- When will we know if there will be Russians and Belarusians at the Paris Olympics?

Between now and the opening ceremony, on July 26, 2024, "we will be in artistic blur for a long time", estimates Jean-Loup Chappelet, specialist in Olympism at the University of Lausanne, to AFP.

Russian and Belarusian athletes have been banned from most international competitions since Russia invaded Ukraine in February 2022, the international federations having followed the "recommendation" to this effect of the International Olympic Committee.

But the IOC, which has always explained that it decided "with a heavy heart", to "protect the integrity" of the athletes concerned and of the competitions, has been working for several weeks for their reintegration under a neutral banner, provided that they have not "actively supported the war in Ukraine".

However, no deadline has been set, while for their part, the Ukrainian authorities are calling for the definitive exclusion of the two delegations.

Who will decide?

The French organizers refer to the IOC, and the Olympic body based in Lausanne insists that the international federations (IF) remain "the only authorities" governing their competitions, plunging the sports world into a certain perplexity.

"It's a whole process", decrypts Jean-Loup Chappelet.

“The IOC entrusts the IFs with the task of selecting individual athletes, therefore of verifying that the criteria for non-support in war are met”, a point which promises to be very delicate.

But in addition, continues the academic, "the IOC traditionally sends its invitations to the National Olympic Committees a year before the Games, with great fanfare", and will therefore have to make up its mind vis-à-vis the Russian Committee, "even if it can postpone or temporize ".

Finally, Ukrainian President Volodymyr Zelensky directly appealed to his French counterpart Emmanuel Macron to banish the Russians, without an answer for the time being from the Elysée.

If the subject has so far hardly been invited into the French public debate, in the midst of pension reform, Emmanuel Macron had assured about the World Cup-2022 football in Qatar that we should "not politicize sport" , outlining a position on the matter.

Why is the decision difficult?

If the invasion of Ukraine by Russia has caused a worldwide outcry, its consequences for athletes foreign to this decision are "a real dilemma", forcing the Olympic world "to a game of balance", observes Jean-Loup Rosary.

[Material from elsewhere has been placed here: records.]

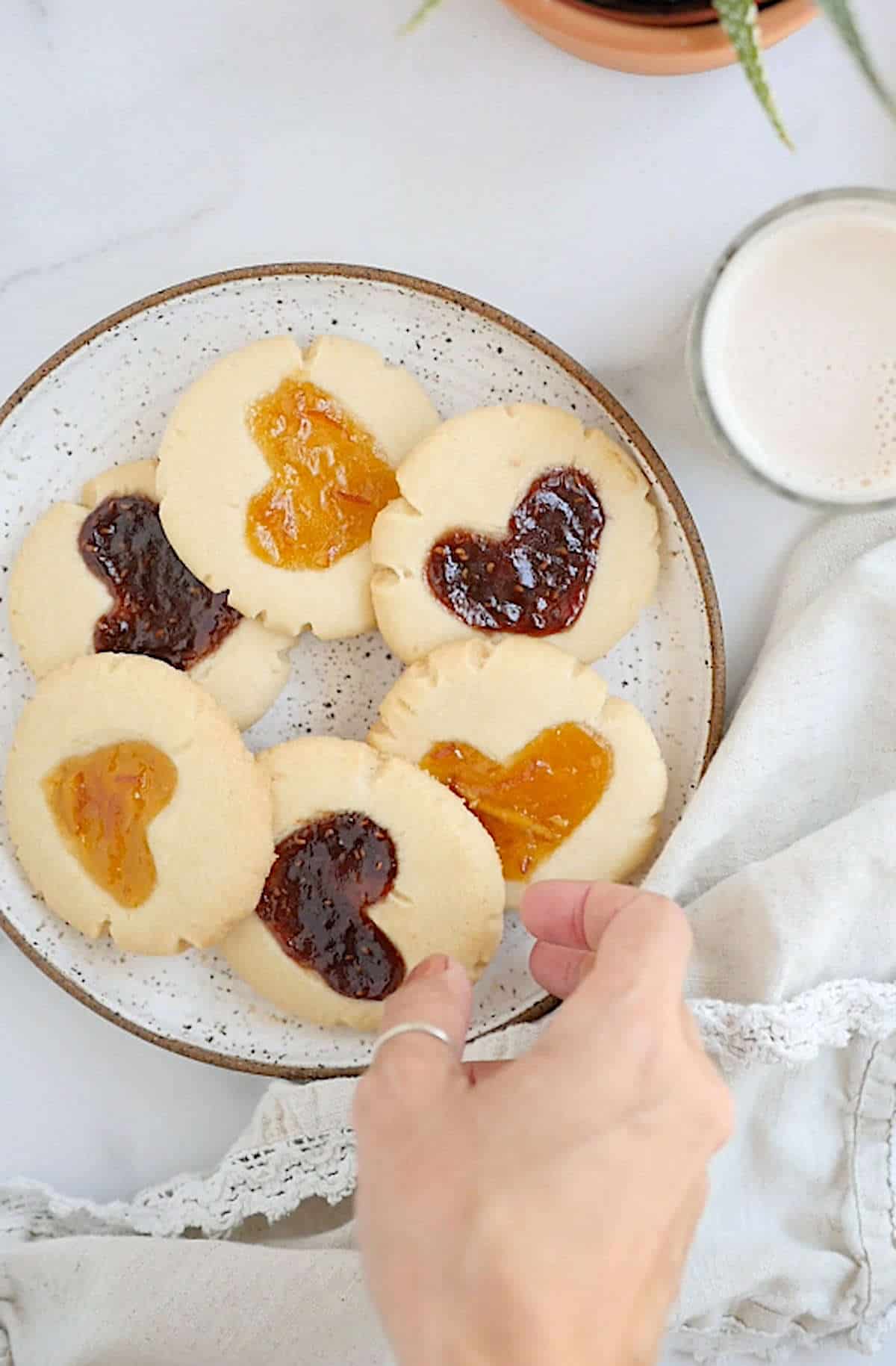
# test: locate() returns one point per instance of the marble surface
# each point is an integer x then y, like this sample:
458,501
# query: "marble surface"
149,143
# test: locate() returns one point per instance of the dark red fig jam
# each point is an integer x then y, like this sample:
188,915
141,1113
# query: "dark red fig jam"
324,878
160,608
535,580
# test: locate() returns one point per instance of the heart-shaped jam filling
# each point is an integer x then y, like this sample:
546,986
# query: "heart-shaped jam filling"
323,880
535,580
328,481
104,804
160,608
533,801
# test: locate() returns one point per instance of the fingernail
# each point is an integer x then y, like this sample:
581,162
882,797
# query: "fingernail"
433,966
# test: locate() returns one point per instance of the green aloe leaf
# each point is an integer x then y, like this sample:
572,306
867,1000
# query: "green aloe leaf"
426,7
739,19
841,18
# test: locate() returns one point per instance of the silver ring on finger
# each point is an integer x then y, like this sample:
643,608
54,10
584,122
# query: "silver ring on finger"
413,1028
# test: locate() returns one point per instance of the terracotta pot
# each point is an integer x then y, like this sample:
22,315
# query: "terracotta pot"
650,49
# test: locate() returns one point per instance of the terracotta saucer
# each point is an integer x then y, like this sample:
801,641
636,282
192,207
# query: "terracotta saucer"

On the one hand, moral as well as political pressure: how to admit the Russians when the Ukrainian sportsmen, mobilized to defend their country or refugees abroad, have so little chance of performing well at the Games, and when the Russian presence risks to arouse hostility or even boycott?

But on the other side, "legally, the principle of non-discrimination" of athletes based on their passport "appears in the Olympic Charter", recalls Jean-Loup Chappelet.

But Thomas Bach, the German president of the IOC, is a lawyer: "he knows that if the Russians go before the Court of Arbitration for Sport, the IOC risks losing," said the academic.

Can the presence of Russians and Belarusians disrupt the 2024 Olympics?

If it is for the moment very limited geographically, "the risk of boycott" agitated by Poland and the Baltic countries "is indisputable", and would represent the first protest of this kind since the boycotts of the Olympic Games-1980 in Moscow then of the 1984 Los Angeles Olympics in the middle of the Cold War, judge M. Chappelet.

The United States, Great Britain, Canada and Australia, which had decided in 2022 on a "diplomatic boycott" of the Beijing Winter Games because of accusations of genocide of the Uyghurs by the Chinese authorities, n on the other hand, have brandished no similar threat for the moment.

"It's a little early and not yet on the radar," observes Jean-Loup Chappelet.

"But we have to see how sponsors and media will position themselves in the coming months."